Por mais que tudo em sua vida não estava nem um pouco agradável, ela não podia se esquecer de sua filhinha de apenas dois anos. Ela não tinha culpa de sua vinda ao mundo. Na época em que engravidou, Lynn pensou em aborta-la milhares de vezes. Ela não estava preparada para ser mãe e ainda não se sentia preparada... que modelo de mãe ela teve de sua própria mãe? Por mais que ela quisesse lembrar de sua avó, não conseguia. Sua avó tinha sido uma mãe para ela mas depois que faleceu, tanta coisa ruim aconteceu que Lynn não conseguiu guardar o que havia aprendido dela, pelo contrário, se tornou como a própria mãe... relaxada, ignorante, irritada, e revoltada. A única diferença era de ter se casado e formado uma família... mas mesmo assim, por dentro, Lynn ainda se sentia a mesma pessoa, o espelho de sua mãe.

A casa precisava urgente de uma faxina, de novo. As mesmas coisas toda semana, todos os dias, a mesma rotina, a mesma prisão. A vontade era de fugir, desaparecer, começar uma outra vida, num outro lugar, longe de todo mundo que a conhecesse...

Lynn abriu a porta do quarto da menina e viu que ela dormia tão profundamente... melhor não acorda-la. Fechou a porta com cuidado para que o ruído do aspirador de pó não a acordasse. Ligou o aparelho na tomada e começou o trabalho...o barulho ensurdecedor do equipamento era, de uma forma estranha até relaxante. Como se o resto do mundo tivesse sido desligado e seus problemas pudessem ser sugados com toda aquela sujeira – Devia fazer isso mais vezes – pensou. Mas era muito cansativo.

Finalmente sentou na bancada da cozinha e enumerou tudo o que precisaria fazer no restante do dia: fazer o almoço, lavar as roupas, arrumar os quartos, lavar o chão da cozinha...será que aquela casa era um dos fardos que ela teria de carregar para o resto de sua vida?

O fato de Carl ter ido trabalhar mais cedo sem sequer falar com ela e não se preocupar em ligar para saber como ela estava, a incomodava um pouco, mas dava para entender... afinal, ela o afastou na noite anterior.
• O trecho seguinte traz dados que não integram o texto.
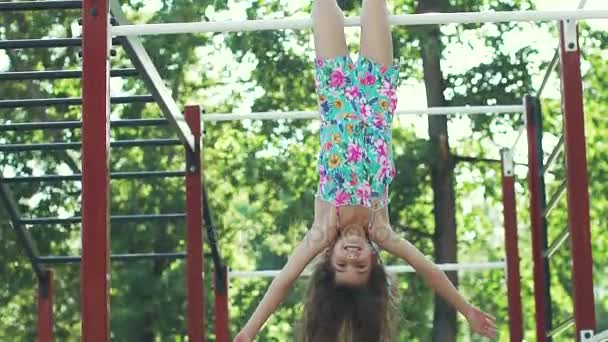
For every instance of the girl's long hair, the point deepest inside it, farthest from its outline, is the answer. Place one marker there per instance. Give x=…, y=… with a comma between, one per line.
x=342, y=313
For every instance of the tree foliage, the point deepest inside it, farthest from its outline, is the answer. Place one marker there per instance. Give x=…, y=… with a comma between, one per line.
x=261, y=175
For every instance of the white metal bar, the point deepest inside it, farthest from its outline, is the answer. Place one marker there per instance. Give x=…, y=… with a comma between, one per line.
x=306, y=22
x=213, y=117
x=480, y=266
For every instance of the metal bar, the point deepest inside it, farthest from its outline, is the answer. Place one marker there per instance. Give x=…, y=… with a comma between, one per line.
x=45, y=43
x=307, y=115
x=11, y=6
x=552, y=65
x=553, y=155
x=23, y=235
x=557, y=243
x=448, y=267
x=44, y=326
x=77, y=146
x=78, y=177
x=114, y=218
x=554, y=60
x=194, y=236
x=306, y=22
x=577, y=179
x=211, y=233
x=599, y=337
x=516, y=330
x=561, y=190
x=95, y=265
x=59, y=74
x=30, y=126
x=155, y=84
x=222, y=327
x=71, y=101
x=561, y=327
x=536, y=184
x=50, y=260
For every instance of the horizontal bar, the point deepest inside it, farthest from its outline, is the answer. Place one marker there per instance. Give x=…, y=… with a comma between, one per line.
x=71, y=101
x=116, y=218
x=482, y=266
x=561, y=190
x=44, y=43
x=214, y=117
x=78, y=177
x=306, y=22
x=30, y=126
x=59, y=74
x=554, y=154
x=557, y=243
x=48, y=260
x=76, y=146
x=561, y=327
x=39, y=5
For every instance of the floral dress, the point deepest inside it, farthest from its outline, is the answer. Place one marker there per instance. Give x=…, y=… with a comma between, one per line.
x=357, y=102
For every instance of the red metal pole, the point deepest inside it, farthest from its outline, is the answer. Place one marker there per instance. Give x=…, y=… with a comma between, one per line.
x=511, y=247
x=95, y=171
x=537, y=196
x=222, y=333
x=577, y=179
x=45, y=308
x=194, y=218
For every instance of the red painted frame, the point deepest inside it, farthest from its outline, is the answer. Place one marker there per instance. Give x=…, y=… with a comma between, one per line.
x=95, y=171
x=512, y=250
x=536, y=189
x=194, y=238
x=577, y=185
x=220, y=280
x=45, y=308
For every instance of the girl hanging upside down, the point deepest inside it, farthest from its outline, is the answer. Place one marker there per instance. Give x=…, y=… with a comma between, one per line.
x=350, y=295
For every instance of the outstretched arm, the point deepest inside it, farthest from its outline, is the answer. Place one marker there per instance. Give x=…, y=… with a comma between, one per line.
x=313, y=244
x=436, y=279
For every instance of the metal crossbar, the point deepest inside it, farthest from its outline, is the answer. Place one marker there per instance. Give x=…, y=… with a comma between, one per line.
x=71, y=101
x=70, y=259
x=78, y=177
x=121, y=218
x=30, y=126
x=59, y=74
x=408, y=19
x=11, y=6
x=77, y=145
x=553, y=155
x=45, y=43
x=557, y=243
x=561, y=190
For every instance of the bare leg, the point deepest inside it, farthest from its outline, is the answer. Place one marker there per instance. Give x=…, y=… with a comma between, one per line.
x=376, y=38
x=328, y=29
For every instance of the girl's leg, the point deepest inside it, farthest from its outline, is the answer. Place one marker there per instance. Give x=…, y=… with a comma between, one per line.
x=376, y=39
x=328, y=29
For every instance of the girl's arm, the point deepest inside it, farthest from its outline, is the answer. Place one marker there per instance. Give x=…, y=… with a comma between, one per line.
x=436, y=279
x=313, y=243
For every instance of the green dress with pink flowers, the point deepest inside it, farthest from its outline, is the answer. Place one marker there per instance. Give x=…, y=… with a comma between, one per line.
x=357, y=102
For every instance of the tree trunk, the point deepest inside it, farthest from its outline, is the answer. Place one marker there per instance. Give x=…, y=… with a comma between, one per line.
x=442, y=168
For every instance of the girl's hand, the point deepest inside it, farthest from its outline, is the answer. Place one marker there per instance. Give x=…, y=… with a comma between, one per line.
x=481, y=322
x=243, y=337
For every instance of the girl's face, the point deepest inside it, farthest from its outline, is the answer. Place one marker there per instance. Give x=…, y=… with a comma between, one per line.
x=352, y=258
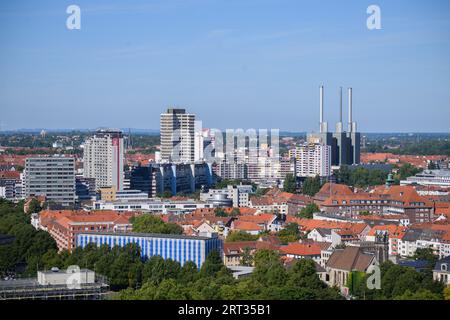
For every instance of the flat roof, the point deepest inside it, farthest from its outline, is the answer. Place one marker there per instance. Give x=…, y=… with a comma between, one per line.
x=149, y=235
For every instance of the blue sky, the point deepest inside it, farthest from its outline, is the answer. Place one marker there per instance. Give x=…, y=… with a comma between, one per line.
x=234, y=63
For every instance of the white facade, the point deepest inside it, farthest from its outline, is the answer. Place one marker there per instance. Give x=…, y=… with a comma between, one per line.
x=104, y=158
x=440, y=178
x=151, y=205
x=240, y=195
x=312, y=159
x=177, y=136
x=52, y=177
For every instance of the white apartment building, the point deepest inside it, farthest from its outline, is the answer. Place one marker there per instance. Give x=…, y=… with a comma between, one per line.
x=104, y=158
x=312, y=159
x=177, y=136
x=154, y=205
x=440, y=178
x=240, y=194
x=52, y=177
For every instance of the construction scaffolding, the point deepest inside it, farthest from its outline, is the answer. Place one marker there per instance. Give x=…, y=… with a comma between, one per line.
x=30, y=289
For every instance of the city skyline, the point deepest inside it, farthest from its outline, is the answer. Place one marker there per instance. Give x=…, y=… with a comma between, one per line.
x=254, y=64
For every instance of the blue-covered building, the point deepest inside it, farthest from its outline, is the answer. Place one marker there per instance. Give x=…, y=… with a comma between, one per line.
x=176, y=247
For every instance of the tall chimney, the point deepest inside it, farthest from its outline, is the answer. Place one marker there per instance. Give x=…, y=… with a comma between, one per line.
x=350, y=121
x=321, y=105
x=339, y=125
x=340, y=107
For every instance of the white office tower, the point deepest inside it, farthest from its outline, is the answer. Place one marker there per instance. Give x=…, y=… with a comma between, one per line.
x=198, y=141
x=312, y=159
x=52, y=177
x=177, y=136
x=103, y=158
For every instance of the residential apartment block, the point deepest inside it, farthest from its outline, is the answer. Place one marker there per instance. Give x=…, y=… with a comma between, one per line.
x=52, y=177
x=103, y=158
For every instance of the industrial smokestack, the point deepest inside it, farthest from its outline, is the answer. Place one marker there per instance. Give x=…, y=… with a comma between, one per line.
x=340, y=107
x=350, y=121
x=339, y=126
x=321, y=105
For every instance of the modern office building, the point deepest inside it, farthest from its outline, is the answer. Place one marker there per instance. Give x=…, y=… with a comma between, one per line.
x=176, y=247
x=85, y=188
x=158, y=178
x=439, y=178
x=239, y=194
x=345, y=145
x=177, y=129
x=312, y=159
x=103, y=158
x=52, y=177
x=11, y=185
x=158, y=206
O relógio marcava duas horas da tarde e ele não fizera um mísero contato. Hesitou alguns segundos antes de pegar o telefone e ligar para o escritório mas não aguentou... precisava falar, mesmo que fosse qualquer besteira, precisava ouvir sua voz, quem sabe aquela saudade que tinha dele não era o amor que pensava ter se acabado?

– Posso falar com o Sr. Stafford, por favor?

– Pois não, quem gostaria? – A voz era estranha... muito sexy para uma secretária.

– É a Lynn, sua esposa.

– Olá Lynn! – A moça da voz sexy exclamou, um pouco alegre demais.

– Han...sim...quem fala?

– Eu sei, é que Mary Johnson falou tanto sobre você que é como se eu a conhecesse. Desculpe a intromissão, mas espero que possamos nos encontrar um dia! Eu sou, Anna, a nova secretária do Carl.

Que estranho, pensou Lynn. Ela chama o seu marido e patrão pelo nome como se tivesse intimidade com ele. Diferente da Mary, a outra secretária de Carl...

– Onde está Mary?

– Ela foi promovida para um outro departamento aqui no hospital. Eu fiquei no seu lugar, já estou trabalhando aqui a quase uma semana.

– Ah, sim. – Lynn fingiu saber. Anna percebeu o desconforto.

– Foi bom falar com você Lynn, vou passar a chamada, aguarde um momento, por favor.

Depois de alguns minutos da mesma música irritante de sempre, Lynn começou a se arrepender de ter ligado.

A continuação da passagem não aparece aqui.